Grace Happening People - "A" is for Accepting and Affirming

June 23, 2007

This is the third installment of a twelve-week summer series based on the anagram “GRACE HAPPENS,” each letter representing a quality that equips us to be “Grace Happening People.”

“A” is for…
Grace Happening People are Accepting and Affirming

In a competitive, materialistic, get-ahead-at-all-costs world, it is important for Grace Happening people to provide the gift of acceptance and affirmation. Everywhere we turn, we get the message that we are not good enough, fast enough, smart enough, rich enough, or pretty or handsome enough. Everything seems to hinge on performance and production—fast and efficient, clever and high-tech, sleek and slim.
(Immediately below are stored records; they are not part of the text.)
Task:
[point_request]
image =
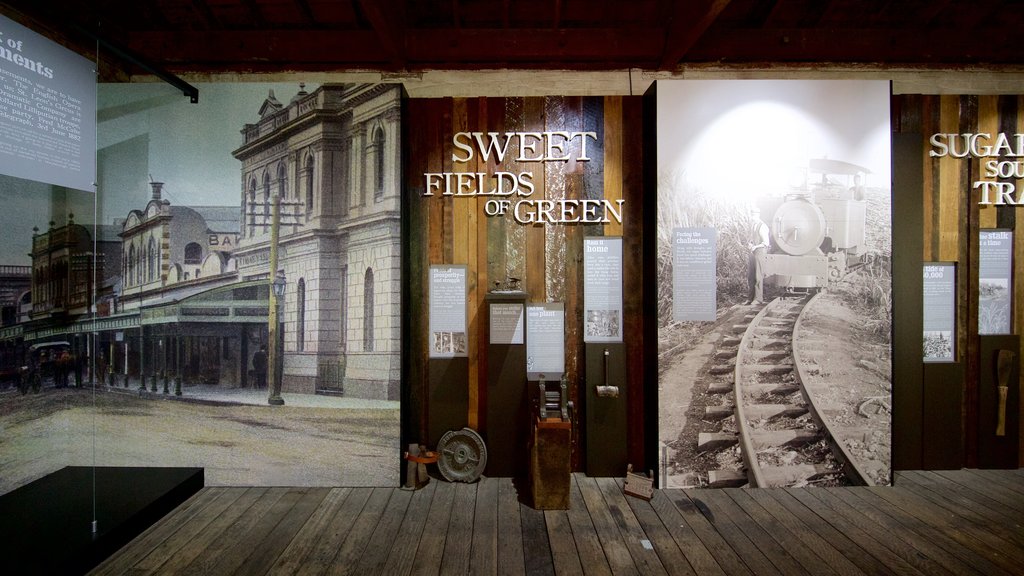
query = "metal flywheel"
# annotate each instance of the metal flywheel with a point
(462, 455)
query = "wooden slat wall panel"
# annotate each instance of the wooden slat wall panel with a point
(952, 522)
(953, 217)
(988, 123)
(547, 258)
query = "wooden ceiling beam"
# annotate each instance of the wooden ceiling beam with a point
(307, 12)
(437, 48)
(386, 19)
(858, 45)
(209, 18)
(689, 22)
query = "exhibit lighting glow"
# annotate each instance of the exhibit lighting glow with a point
(753, 149)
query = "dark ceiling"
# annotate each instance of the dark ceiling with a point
(211, 36)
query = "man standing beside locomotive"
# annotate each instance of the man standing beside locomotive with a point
(758, 246)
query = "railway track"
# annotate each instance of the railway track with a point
(769, 416)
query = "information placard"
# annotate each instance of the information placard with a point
(995, 265)
(47, 110)
(940, 312)
(545, 341)
(506, 323)
(448, 312)
(602, 289)
(694, 283)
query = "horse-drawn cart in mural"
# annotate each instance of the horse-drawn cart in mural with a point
(46, 364)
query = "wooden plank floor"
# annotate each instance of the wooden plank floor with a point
(961, 523)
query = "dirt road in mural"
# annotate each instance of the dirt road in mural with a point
(237, 445)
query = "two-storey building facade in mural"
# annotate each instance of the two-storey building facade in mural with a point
(331, 158)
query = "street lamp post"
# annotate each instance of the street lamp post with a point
(274, 359)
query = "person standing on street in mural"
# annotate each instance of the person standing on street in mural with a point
(259, 367)
(758, 246)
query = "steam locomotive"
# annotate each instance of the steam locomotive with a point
(817, 232)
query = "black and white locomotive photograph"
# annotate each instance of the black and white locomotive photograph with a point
(790, 383)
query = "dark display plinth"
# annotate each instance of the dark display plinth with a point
(550, 464)
(46, 526)
(605, 409)
(507, 400)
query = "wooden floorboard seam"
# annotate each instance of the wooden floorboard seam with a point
(960, 523)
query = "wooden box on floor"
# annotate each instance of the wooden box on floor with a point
(549, 464)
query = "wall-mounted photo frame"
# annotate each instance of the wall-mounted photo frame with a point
(545, 341)
(995, 288)
(939, 312)
(602, 292)
(448, 312)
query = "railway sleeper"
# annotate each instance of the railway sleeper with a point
(769, 411)
(772, 332)
(726, 479)
(720, 387)
(714, 413)
(722, 368)
(794, 474)
(774, 343)
(766, 357)
(769, 368)
(769, 439)
(708, 442)
(777, 388)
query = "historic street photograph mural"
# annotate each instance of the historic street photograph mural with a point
(774, 283)
(136, 320)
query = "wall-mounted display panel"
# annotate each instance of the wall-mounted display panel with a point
(777, 194)
(507, 322)
(545, 341)
(694, 286)
(602, 289)
(448, 312)
(995, 288)
(47, 110)
(939, 312)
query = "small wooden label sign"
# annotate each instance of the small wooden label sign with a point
(638, 485)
In the atmosphere of grace, however, we are affirmed, not just for our strengths and goodness, our talents and contributions, but for who we are in Christ. Our worth is not based on what we do—but rather on who Christ is—and who we are in Christ. In a grace-permeated climate, there is even an affirming of our flawed nature. According to Gerald May, author of Addiction and Grace, “our incompleteness is what draws us toward God and one another. If we do not fill our minds with guilt and self-recriminations, we will recognize our incompleteness as a kind of open space into which we can welcome the flow of grace. We can think of our inadequacies as terrible defects, if we want, and hate ourselves. But we can also think of them affirmatively, as doorways through which the power of grace can enter our lives. Then we may begin to appreciate our inherent God given loveable-ness.”
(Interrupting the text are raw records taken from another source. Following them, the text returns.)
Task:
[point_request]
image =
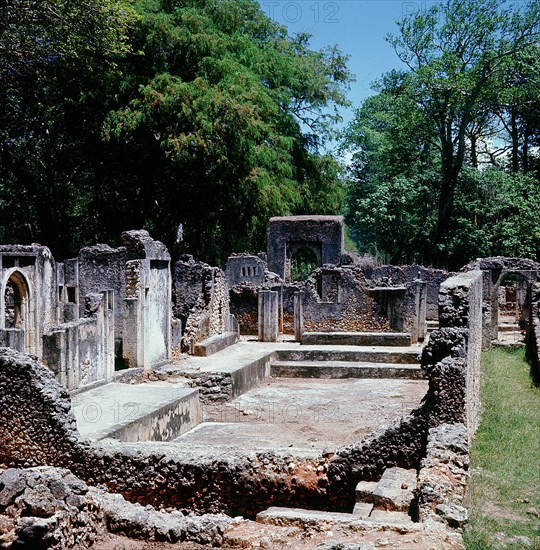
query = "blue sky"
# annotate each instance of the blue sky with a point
(359, 28)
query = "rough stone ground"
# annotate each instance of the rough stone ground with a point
(306, 413)
(249, 534)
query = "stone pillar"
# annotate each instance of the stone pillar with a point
(298, 316)
(268, 315)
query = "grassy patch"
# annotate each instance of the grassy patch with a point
(505, 457)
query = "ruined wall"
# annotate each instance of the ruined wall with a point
(451, 361)
(443, 476)
(147, 304)
(82, 352)
(460, 305)
(394, 275)
(51, 508)
(339, 299)
(33, 272)
(245, 268)
(322, 234)
(201, 301)
(495, 271)
(99, 268)
(37, 427)
(244, 306)
(533, 331)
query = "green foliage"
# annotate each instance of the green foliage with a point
(504, 456)
(419, 187)
(200, 112)
(303, 263)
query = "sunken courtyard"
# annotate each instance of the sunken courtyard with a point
(179, 403)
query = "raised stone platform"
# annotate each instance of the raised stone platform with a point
(137, 412)
(357, 338)
(276, 515)
(344, 369)
(309, 414)
(215, 344)
(380, 354)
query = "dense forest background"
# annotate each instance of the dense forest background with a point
(118, 114)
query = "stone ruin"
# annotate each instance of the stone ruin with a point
(166, 339)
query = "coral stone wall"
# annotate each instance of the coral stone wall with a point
(201, 301)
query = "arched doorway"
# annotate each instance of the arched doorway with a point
(17, 310)
(303, 262)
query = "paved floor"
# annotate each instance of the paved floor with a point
(302, 413)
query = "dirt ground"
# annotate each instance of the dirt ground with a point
(306, 413)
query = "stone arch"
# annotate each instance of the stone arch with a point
(522, 282)
(17, 308)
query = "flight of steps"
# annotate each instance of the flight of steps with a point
(388, 499)
(335, 363)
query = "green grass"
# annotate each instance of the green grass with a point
(505, 457)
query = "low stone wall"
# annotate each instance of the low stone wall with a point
(49, 507)
(37, 428)
(82, 352)
(533, 332)
(443, 477)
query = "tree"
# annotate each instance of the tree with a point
(420, 185)
(52, 54)
(233, 110)
(455, 53)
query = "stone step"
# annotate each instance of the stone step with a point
(362, 509)
(385, 355)
(364, 491)
(356, 338)
(299, 517)
(344, 369)
(215, 343)
(137, 412)
(395, 490)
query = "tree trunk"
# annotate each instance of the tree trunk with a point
(514, 134)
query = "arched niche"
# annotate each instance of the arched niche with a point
(303, 261)
(17, 311)
(309, 253)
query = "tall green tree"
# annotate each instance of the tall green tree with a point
(455, 52)
(200, 112)
(52, 57)
(234, 110)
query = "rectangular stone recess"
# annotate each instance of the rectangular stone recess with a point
(215, 343)
(357, 338)
(395, 490)
(344, 369)
(268, 315)
(139, 412)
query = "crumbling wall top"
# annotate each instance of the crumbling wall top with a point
(139, 244)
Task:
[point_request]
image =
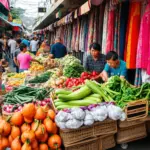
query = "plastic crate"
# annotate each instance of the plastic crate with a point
(132, 133)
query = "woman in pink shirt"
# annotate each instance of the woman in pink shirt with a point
(24, 59)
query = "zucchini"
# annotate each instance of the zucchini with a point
(79, 94)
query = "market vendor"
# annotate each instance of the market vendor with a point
(114, 66)
(24, 59)
(95, 61)
(58, 50)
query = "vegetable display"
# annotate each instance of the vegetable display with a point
(74, 118)
(74, 70)
(70, 82)
(24, 94)
(41, 78)
(32, 128)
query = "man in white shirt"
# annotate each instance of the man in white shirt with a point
(12, 44)
(34, 45)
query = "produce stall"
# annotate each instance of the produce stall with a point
(58, 105)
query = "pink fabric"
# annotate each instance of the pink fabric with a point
(143, 51)
(110, 34)
(5, 3)
(24, 61)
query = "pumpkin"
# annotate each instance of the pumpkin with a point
(40, 114)
(17, 119)
(27, 135)
(54, 142)
(44, 138)
(51, 114)
(15, 132)
(5, 128)
(49, 125)
(39, 133)
(10, 139)
(28, 120)
(26, 146)
(25, 127)
(43, 147)
(29, 110)
(16, 144)
(34, 144)
(55, 128)
(4, 142)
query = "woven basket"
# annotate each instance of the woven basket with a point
(126, 124)
(89, 144)
(132, 133)
(136, 110)
(99, 128)
(107, 142)
(105, 127)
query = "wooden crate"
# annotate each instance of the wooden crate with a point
(126, 124)
(136, 110)
(89, 144)
(98, 128)
(132, 133)
(107, 142)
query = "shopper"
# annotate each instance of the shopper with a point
(114, 66)
(95, 61)
(17, 51)
(58, 50)
(12, 44)
(24, 59)
(34, 45)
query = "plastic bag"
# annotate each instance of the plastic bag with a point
(88, 120)
(78, 113)
(99, 113)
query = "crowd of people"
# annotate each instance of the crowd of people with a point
(16, 49)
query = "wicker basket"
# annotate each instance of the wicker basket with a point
(107, 142)
(105, 127)
(89, 144)
(126, 124)
(136, 110)
(85, 132)
(132, 133)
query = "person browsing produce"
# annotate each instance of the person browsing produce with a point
(24, 58)
(114, 66)
(95, 61)
(58, 50)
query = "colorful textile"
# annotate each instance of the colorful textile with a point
(143, 55)
(132, 34)
(138, 78)
(110, 34)
(123, 27)
(104, 38)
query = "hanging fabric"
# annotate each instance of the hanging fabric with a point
(123, 27)
(132, 34)
(91, 28)
(77, 36)
(143, 56)
(110, 30)
(105, 28)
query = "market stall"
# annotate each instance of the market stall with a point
(57, 104)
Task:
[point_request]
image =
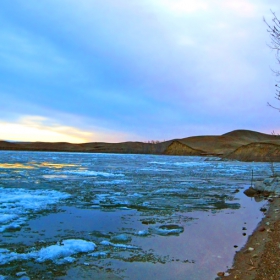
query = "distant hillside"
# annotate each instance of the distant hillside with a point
(257, 152)
(242, 145)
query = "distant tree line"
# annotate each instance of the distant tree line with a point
(274, 32)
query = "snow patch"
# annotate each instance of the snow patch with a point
(17, 204)
(60, 253)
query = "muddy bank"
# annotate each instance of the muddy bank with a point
(259, 259)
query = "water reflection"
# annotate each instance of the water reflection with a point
(184, 219)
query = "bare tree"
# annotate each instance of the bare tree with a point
(274, 32)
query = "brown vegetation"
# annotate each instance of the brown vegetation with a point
(242, 145)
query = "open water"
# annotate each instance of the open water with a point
(112, 216)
Gerald May is focusing on self-acceptance here, which I believe is essential to our becoming Grace Happening People. And in order to truly accept ourselves, we must first understand that “it’s not about me”; it’s about God. It’s not about my flaws; it’s about God’s perfect plan to save me, empower me, and use me. It’s not about how good I am; it’s about GRACE. My flaws and my goodness are neither here nor there; it’s about who I am in Christ. I am a one-of-a-kind creation of God, wooed into God’s love and grace by the Holy Spirit and saved by Jesus. I don’t comprehend it, but I believe it. I must admit, though, that the edges of my faith are frayed with doubt, because it’s just too good to be true and it so foreign to the way we humans think.

Acceptance does not come easy in many situations, whether that be acceptance of self, or others or, circumstances. I am a “recovering perfectionist” and I am never done putting the finishing touches on anything. I’ve got my husband pretty well the way I want him, but it’s taken thirty-four years to smooth out his edges. And life would be great if so-and-so would get their act together, and if they’d find a cure for arthritis, and if my middle would stop expanding, and if…

I know that I’m not alone when I ponder the “Serenity Prayer” given us by Reinhold Niebuhr:

God, give us grace to accept with serenity
the things that cannot be changed,
Courage to change the things
which should be changed,
and the Wisdom to distinguish
the one from the other.

Living one day at a time,
Enjoying one moment at a time,
Accepting hardship as a pathway to peace,
Taking, as Jesus did,
This sinful world as it is,
Not as I would have it,
Trusting that You will make all things right,
If I surrender to Your will,
that I may be reasonably happy in this life,
and extremely happy with You forever in the next.
Amen.

(Complete, unabridged, original version.)

If I can’t change things, I guess the next best thing to do is to find what I can to affirm—in myself, others, and circumstances—and affirm it!

Grace Happening people accept and affirm the flawed nature of themselves and others, recognizing the very presence of grace drawing them toward God and into fellowship with one another. Thank you, God, for our grace-filled flaws that lead us deeper and deeper into your love!